NASA and the Norwegian Mapping Authority are partnering to develop a state-of-the-art satellite laser ranging station 650 miles from the North Pole that will produce high-precision locations of orbiting satellites, help track changes in the ice sheets and improve the efficiency of marine transportation and agriculture.
The Arctic station will be the latest addition to a global network of space geodetic stations, which measure and monitor the size and shape of Earth, its orientation in space, the exact location of points on its surface and how these locations change over time. Space geodesy has a decades-long history at NASA due to its important role in the positioning and navigation of satellites.
“This partnership with Norway is an important step for NASA and the scientific community in building the next generation space geodetic network,” said Benjamin Phillips, program scientist for NASA's Space Geodesy Program in Washington. “This network provides fundamental data for satellite and spacecraft navigation and underpins many of NASA’s Earth-observing missions and science.”
Under the new agreement signed on Aug. 7, Norway and NASA will build and install a satellite laser ranging facility in the scientific base of Ny-Ålesund, Svalbard. NASA will also provide expert consultation on how to operate the instruments.
The ground-based laser transmits ultrashort laser pulses aimed at satellites specially equipped with a retroreflector, an array of special mirrors that bounce the pulses back. The system measures the time it takes for the light to travel back to its point of origin, which is used to determine the position of the satellite with respect to the ground station with an accuracy of around 0.04 inches (1 millimeter).
Combined with measurements from other geodetic instruments at the Ny-Ålesund Geodetic Observatory and all over the globe, the laser ranging observations will help refine the Global Geodetic Reference Frame, the basis for setting coordinates for all locations on Earth’s surface.
The reference frame is used to measure the position of objects in space with respect to the Earth, as well as to precisely monitor motions of Earth’s crust, changes in sea level, and to support satellite positioning technology like GPS, which is used in many aspects of our daily lives.
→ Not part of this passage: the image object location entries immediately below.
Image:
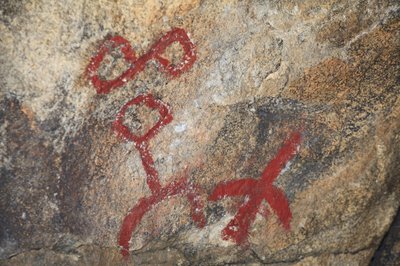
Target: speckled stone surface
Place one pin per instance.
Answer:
(263, 69)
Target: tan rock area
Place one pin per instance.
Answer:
(279, 143)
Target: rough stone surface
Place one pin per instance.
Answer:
(263, 70)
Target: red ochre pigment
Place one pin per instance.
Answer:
(255, 190)
(138, 64)
(181, 185)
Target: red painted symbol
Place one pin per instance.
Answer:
(257, 190)
(138, 64)
(159, 193)
(180, 186)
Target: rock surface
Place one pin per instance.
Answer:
(264, 69)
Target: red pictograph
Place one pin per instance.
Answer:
(179, 186)
(138, 64)
(257, 190)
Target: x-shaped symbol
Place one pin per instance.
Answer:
(257, 190)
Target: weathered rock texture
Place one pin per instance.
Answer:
(264, 69)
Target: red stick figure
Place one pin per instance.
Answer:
(179, 186)
(257, 190)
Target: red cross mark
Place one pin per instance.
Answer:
(138, 64)
(254, 190)
(257, 190)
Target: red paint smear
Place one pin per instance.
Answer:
(138, 64)
(257, 190)
(159, 193)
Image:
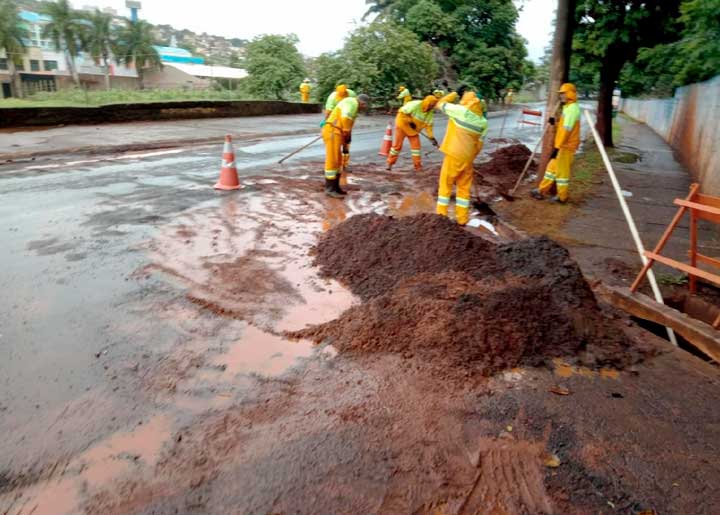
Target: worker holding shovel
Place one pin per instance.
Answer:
(411, 119)
(567, 141)
(463, 142)
(336, 133)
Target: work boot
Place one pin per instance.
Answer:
(330, 189)
(336, 186)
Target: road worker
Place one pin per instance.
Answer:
(463, 142)
(341, 91)
(567, 141)
(411, 119)
(404, 95)
(336, 133)
(305, 91)
(509, 97)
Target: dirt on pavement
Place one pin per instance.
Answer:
(462, 302)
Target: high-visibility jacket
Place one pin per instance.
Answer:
(333, 100)
(342, 118)
(463, 139)
(568, 132)
(413, 112)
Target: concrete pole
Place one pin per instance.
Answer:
(559, 71)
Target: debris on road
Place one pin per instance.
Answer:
(431, 288)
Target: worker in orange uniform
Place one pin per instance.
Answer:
(567, 141)
(341, 91)
(404, 95)
(411, 119)
(305, 91)
(463, 142)
(336, 132)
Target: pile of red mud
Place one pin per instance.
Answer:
(434, 290)
(504, 167)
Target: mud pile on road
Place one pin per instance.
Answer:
(504, 167)
(435, 291)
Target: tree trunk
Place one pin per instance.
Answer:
(609, 73)
(107, 73)
(559, 71)
(16, 80)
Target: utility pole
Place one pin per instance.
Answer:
(559, 71)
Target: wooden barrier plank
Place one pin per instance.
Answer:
(699, 334)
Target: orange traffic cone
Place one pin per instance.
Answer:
(387, 141)
(228, 173)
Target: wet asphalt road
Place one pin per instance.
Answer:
(74, 230)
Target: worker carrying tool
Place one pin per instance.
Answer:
(341, 92)
(404, 95)
(305, 91)
(567, 141)
(411, 119)
(336, 133)
(463, 142)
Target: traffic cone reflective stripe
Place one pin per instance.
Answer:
(387, 141)
(228, 172)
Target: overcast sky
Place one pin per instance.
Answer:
(307, 19)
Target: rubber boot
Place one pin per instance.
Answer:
(330, 188)
(336, 186)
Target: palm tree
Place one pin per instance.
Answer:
(12, 32)
(98, 40)
(135, 47)
(65, 30)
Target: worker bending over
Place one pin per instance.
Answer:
(463, 142)
(567, 141)
(336, 133)
(404, 95)
(305, 91)
(411, 119)
(341, 92)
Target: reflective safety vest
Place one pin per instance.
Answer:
(568, 132)
(343, 116)
(412, 112)
(463, 139)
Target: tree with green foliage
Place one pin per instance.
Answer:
(693, 57)
(376, 59)
(610, 33)
(274, 65)
(136, 46)
(98, 40)
(477, 37)
(12, 33)
(65, 30)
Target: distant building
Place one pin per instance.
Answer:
(45, 69)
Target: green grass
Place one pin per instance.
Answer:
(81, 98)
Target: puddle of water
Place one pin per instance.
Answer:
(262, 353)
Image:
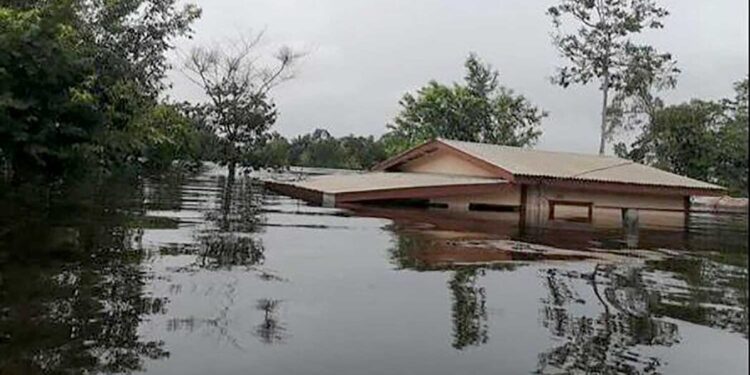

“From the NASA perspective, laser ranging is important to understanding where our spacecraft are, as well as where on Earth their measurements are located,” said Stephen Merkowitz, space geodesy project manager at NASA’s Goddard Space Flight Center in Greenbelt, Maryland. “Laser ranging is needed for satellites that require very precise positioning measurements. Today we’re tracking over 90 satellites, not only from NASA, but also from other space agencies with this technique.”
The new Norwegian geodetic station will be the northernmost of its kind and will be invaluable for tracking satellites that follow polar orbits, as many of NASA’s Earth-observing missions do.
To make sure the laser ranging system is able to work in Arctic conditions, NASA will use a telescope dome strong enough to open and break the ice that might accumulate on top during Svalbard’s frigid winters.
The telescope will be mounted on a pointing gimbal that can still move when exposed to very cold temperatures. To be able to work during the Arctic summertime, when the constant sunlight makes it difficult to observe the stars needed to calibrate the telescope, NASA specified that this telescope has to be stable for months at a time.
The Norwegian Mapping Authority started construction work on the new scientific base in 2014. The current goal is to have all systems in operation by 2022.